Slaves is your first full-length play; tell me what it was like to be produced by Theatre503, a venue with such a strong reputation for developing new work.
Well, Theatre503 is a writers’ theatre so they want to put the writer at the forefront of not only production, but in terms of decision-making as the theatrical season is programmed. I’ve never been all the way through the process for a full-length play before so it’s a learning curve. I’ve done short plays and readings up until now and purposefully did not want to write a full-length play until I thought I was ready. I think it was important to me to learn the form, the craft. So it wasn’t until the idea of Slaves came along that I thought I was ready to write a full-length play.
You were inspired to write Slaves during a period working at HMS Wandsworth; what about that situation made you want to write the play?

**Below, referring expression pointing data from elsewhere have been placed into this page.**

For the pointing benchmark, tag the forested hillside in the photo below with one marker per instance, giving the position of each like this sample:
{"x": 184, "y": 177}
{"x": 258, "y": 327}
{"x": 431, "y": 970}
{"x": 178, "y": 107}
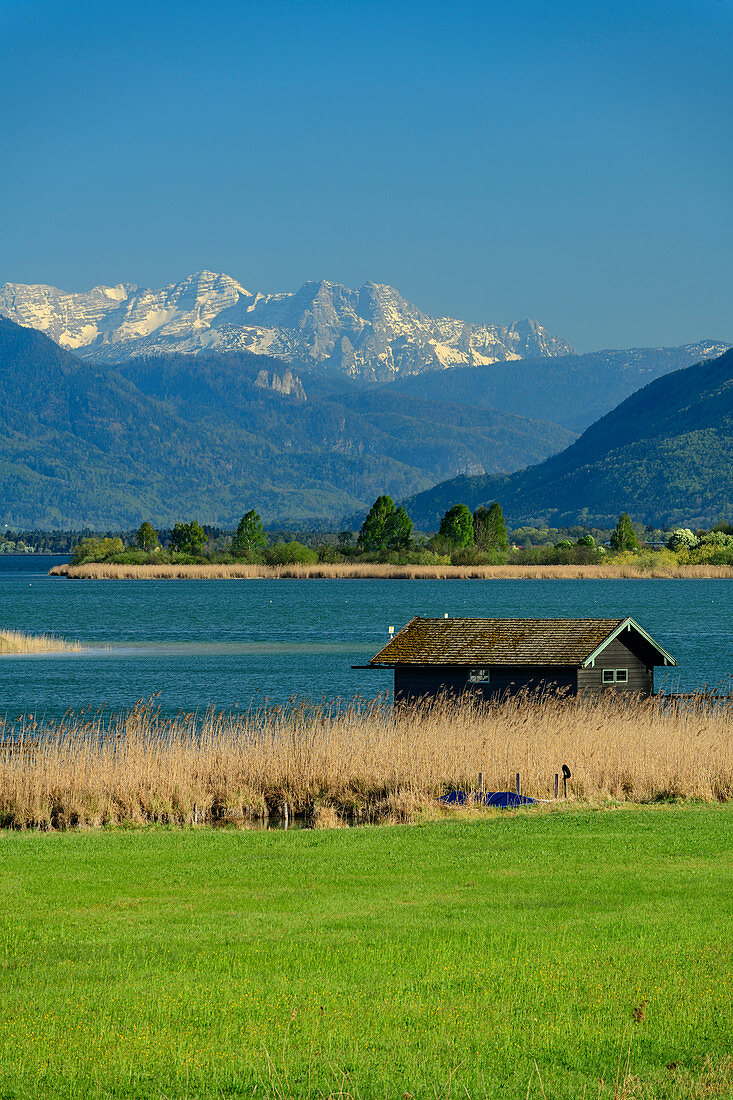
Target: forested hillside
{"x": 104, "y": 447}
{"x": 573, "y": 391}
{"x": 665, "y": 455}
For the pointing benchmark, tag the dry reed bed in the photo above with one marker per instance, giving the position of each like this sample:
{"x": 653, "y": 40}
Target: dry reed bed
{"x": 378, "y": 571}
{"x": 15, "y": 641}
{"x": 361, "y": 763}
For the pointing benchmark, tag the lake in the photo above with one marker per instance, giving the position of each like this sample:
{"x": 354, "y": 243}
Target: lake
{"x": 228, "y": 642}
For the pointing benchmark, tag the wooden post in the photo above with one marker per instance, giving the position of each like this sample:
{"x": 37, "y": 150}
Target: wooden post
{"x": 566, "y": 777}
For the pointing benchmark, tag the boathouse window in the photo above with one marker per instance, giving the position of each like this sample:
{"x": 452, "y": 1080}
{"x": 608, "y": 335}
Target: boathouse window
{"x": 479, "y": 675}
{"x": 615, "y": 675}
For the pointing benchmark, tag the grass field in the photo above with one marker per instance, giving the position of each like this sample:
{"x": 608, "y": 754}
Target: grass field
{"x": 570, "y": 954}
{"x": 109, "y": 571}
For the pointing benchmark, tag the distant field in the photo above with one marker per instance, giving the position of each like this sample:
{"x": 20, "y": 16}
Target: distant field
{"x": 111, "y": 572}
{"x": 565, "y": 955}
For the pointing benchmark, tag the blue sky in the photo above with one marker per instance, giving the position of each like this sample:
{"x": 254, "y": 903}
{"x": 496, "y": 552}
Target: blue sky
{"x": 564, "y": 161}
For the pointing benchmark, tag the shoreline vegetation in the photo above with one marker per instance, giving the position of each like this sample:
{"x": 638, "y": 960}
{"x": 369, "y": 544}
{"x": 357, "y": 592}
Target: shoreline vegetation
{"x": 363, "y": 763}
{"x": 644, "y": 567}
{"x": 15, "y": 641}
{"x": 468, "y": 546}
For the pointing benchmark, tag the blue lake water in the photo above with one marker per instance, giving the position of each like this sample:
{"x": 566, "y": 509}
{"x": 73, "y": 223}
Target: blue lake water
{"x": 228, "y": 642}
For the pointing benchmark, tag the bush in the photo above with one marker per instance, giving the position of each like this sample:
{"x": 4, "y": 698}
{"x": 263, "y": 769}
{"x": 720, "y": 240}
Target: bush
{"x": 469, "y": 556}
{"x": 290, "y": 553}
{"x": 682, "y": 538}
{"x": 96, "y": 550}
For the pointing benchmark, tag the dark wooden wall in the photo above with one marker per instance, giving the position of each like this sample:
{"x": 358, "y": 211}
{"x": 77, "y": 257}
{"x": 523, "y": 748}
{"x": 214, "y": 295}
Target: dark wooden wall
{"x": 617, "y": 656}
{"x": 415, "y": 682}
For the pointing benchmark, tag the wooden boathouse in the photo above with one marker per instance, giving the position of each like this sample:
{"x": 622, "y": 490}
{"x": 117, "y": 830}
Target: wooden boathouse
{"x": 494, "y": 658}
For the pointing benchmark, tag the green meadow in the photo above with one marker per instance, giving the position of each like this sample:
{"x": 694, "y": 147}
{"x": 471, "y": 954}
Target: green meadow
{"x": 564, "y": 954}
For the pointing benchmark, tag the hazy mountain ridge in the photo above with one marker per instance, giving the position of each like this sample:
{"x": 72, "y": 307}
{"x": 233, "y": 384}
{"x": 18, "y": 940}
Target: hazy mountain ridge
{"x": 573, "y": 391}
{"x": 665, "y": 455}
{"x": 178, "y": 437}
{"x": 370, "y": 333}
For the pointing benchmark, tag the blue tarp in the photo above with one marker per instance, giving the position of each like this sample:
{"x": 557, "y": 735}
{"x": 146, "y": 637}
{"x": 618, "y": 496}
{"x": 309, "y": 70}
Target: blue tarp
{"x": 503, "y": 800}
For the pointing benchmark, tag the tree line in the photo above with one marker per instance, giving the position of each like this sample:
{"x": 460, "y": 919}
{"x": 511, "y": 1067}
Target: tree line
{"x": 386, "y": 534}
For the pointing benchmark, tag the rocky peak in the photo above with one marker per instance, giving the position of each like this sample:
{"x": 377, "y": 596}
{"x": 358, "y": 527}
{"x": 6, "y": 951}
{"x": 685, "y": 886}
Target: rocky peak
{"x": 372, "y": 333}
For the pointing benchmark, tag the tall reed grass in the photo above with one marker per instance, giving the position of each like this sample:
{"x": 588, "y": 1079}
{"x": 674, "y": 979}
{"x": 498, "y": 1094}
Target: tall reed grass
{"x": 109, "y": 571}
{"x": 15, "y": 641}
{"x": 364, "y": 762}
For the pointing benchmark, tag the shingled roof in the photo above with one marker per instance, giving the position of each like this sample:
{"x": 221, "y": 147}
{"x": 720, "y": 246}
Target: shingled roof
{"x": 505, "y": 641}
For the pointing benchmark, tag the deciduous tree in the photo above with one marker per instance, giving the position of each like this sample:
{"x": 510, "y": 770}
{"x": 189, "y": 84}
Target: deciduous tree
{"x": 188, "y": 538}
{"x": 146, "y": 537}
{"x": 624, "y": 536}
{"x": 250, "y": 538}
{"x": 489, "y": 528}
{"x": 457, "y": 526}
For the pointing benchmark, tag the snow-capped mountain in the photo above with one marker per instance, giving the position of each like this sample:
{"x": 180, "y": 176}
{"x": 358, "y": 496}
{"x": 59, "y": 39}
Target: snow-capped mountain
{"x": 371, "y": 333}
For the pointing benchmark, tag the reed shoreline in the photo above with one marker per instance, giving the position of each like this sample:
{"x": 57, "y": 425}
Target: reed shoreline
{"x": 385, "y": 572}
{"x": 361, "y": 763}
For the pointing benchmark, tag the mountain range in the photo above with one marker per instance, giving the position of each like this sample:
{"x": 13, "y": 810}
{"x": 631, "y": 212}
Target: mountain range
{"x": 665, "y": 454}
{"x": 164, "y": 411}
{"x": 371, "y": 333}
{"x": 172, "y": 437}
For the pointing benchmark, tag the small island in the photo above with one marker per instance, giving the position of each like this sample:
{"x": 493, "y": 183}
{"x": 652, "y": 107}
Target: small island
{"x": 468, "y": 546}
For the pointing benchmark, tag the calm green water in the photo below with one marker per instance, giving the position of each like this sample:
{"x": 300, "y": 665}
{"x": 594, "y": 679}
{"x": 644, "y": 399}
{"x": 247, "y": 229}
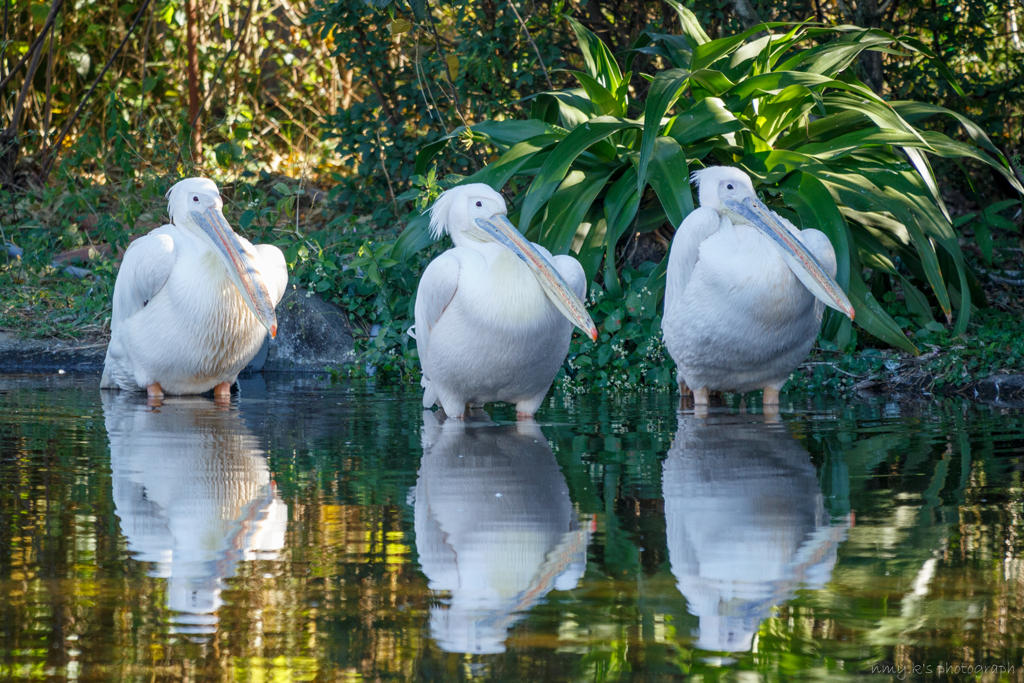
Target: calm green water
{"x": 317, "y": 531}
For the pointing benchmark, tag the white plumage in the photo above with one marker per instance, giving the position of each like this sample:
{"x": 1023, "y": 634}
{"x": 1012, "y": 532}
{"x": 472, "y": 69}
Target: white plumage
{"x": 179, "y": 319}
{"x": 736, "y": 317}
{"x": 488, "y": 326}
{"x": 495, "y": 528}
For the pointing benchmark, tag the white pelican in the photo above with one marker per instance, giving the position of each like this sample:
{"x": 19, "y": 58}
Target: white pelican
{"x": 495, "y": 314}
{"x": 495, "y": 528}
{"x": 194, "y": 494}
{"x": 193, "y": 301}
{"x": 745, "y": 524}
{"x": 739, "y": 301}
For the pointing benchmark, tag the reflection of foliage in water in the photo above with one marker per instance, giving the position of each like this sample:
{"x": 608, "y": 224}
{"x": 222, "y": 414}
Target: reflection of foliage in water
{"x": 934, "y": 488}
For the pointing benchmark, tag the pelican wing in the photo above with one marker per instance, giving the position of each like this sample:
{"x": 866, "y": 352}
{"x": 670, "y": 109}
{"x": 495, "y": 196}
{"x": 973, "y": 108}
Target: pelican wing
{"x": 144, "y": 269}
{"x": 699, "y": 225}
{"x": 272, "y": 267}
{"x": 437, "y": 288}
{"x": 570, "y": 270}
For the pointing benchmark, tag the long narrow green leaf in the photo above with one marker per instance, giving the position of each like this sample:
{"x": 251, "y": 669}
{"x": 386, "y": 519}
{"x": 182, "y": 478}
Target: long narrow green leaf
{"x": 873, "y": 318}
{"x": 567, "y": 206}
{"x": 713, "y": 82}
{"x": 677, "y": 48}
{"x": 709, "y": 118}
{"x": 689, "y": 24}
{"x": 604, "y": 101}
{"x": 670, "y": 177}
{"x": 859, "y": 193}
{"x": 551, "y": 174}
{"x": 708, "y": 53}
{"x": 664, "y": 92}
{"x": 816, "y": 208}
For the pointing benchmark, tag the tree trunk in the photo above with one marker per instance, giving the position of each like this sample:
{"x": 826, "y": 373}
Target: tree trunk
{"x": 194, "y": 99}
{"x": 868, "y": 16}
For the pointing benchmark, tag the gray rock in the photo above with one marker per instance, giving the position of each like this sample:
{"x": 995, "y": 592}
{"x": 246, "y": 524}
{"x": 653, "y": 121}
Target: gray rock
{"x": 311, "y": 335}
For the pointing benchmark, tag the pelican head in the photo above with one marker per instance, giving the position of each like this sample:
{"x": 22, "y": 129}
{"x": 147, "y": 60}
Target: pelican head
{"x": 195, "y": 205}
{"x": 729, "y": 191}
{"x": 476, "y": 213}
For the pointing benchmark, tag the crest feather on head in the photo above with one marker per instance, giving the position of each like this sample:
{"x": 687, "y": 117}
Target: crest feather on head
{"x": 697, "y": 175}
{"x": 439, "y": 212}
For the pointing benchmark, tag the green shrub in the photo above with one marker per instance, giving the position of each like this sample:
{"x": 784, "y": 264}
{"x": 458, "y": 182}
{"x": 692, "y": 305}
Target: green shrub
{"x": 592, "y": 164}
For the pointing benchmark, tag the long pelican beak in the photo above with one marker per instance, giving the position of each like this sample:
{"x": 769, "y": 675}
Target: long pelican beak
{"x": 241, "y": 267}
{"x": 502, "y": 230}
{"x": 801, "y": 261}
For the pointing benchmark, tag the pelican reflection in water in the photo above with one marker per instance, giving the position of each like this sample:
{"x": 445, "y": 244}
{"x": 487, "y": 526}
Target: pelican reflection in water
{"x": 495, "y": 528}
{"x": 194, "y": 495}
{"x": 745, "y": 523}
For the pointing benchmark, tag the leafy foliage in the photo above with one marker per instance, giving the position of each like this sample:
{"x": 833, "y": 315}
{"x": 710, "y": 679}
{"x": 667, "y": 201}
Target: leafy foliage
{"x": 825, "y": 151}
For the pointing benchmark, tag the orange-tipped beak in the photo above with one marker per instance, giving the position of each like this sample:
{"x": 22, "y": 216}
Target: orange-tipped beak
{"x": 502, "y": 230}
{"x": 241, "y": 267}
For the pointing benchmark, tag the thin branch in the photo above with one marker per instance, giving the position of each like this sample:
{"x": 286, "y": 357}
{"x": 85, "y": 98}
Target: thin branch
{"x": 145, "y": 48}
{"x": 235, "y": 44}
{"x": 390, "y": 187}
{"x": 55, "y": 150}
{"x": 35, "y": 43}
{"x": 515, "y": 11}
{"x": 3, "y": 45}
{"x": 48, "y": 107}
{"x": 15, "y": 118}
{"x": 448, "y": 76}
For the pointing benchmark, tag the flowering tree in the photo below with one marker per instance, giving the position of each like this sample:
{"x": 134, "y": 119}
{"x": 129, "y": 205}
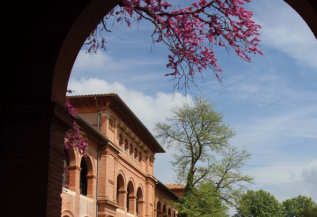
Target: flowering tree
{"x": 190, "y": 33}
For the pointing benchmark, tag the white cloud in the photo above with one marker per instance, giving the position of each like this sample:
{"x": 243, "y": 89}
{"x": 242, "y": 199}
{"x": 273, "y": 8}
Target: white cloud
{"x": 102, "y": 61}
{"x": 148, "y": 109}
{"x": 310, "y": 173}
{"x": 284, "y": 30}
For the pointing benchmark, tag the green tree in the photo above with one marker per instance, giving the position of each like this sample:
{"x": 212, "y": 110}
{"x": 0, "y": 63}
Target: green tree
{"x": 309, "y": 212}
{"x": 258, "y": 204}
{"x": 300, "y": 206}
{"x": 196, "y": 133}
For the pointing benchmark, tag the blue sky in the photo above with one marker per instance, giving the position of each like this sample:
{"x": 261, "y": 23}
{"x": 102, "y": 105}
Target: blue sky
{"x": 271, "y": 102}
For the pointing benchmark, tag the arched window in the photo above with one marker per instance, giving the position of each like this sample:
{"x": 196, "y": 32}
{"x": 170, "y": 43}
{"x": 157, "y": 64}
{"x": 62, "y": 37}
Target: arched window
{"x": 131, "y": 148}
{"x": 139, "y": 203}
{"x": 120, "y": 191}
{"x": 158, "y": 209}
{"x": 83, "y": 177}
{"x": 111, "y": 122}
{"x": 130, "y": 201}
{"x": 126, "y": 145}
{"x": 66, "y": 165}
{"x": 164, "y": 210}
{"x": 120, "y": 141}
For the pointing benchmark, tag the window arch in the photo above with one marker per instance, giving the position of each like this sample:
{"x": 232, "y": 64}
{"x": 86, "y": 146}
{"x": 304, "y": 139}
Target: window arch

I was an OSG – Operational Support Grade, basically a security guard – for about seven months, so I had a lot of time to think. I feel quite precious because when I was working there I was working there; I wasn’t doing research, I didn’t go in there for any other reason apart from earn money. The reality of prison is very harsh and dabbling into it - dabbling into people’s lives – can feel quite insulting. So it’s a play about prisons in general. It’s to do with the wider institution. It’s also about the prison bars you put up within yourself.
What do you want audience members to take away from seeing the show?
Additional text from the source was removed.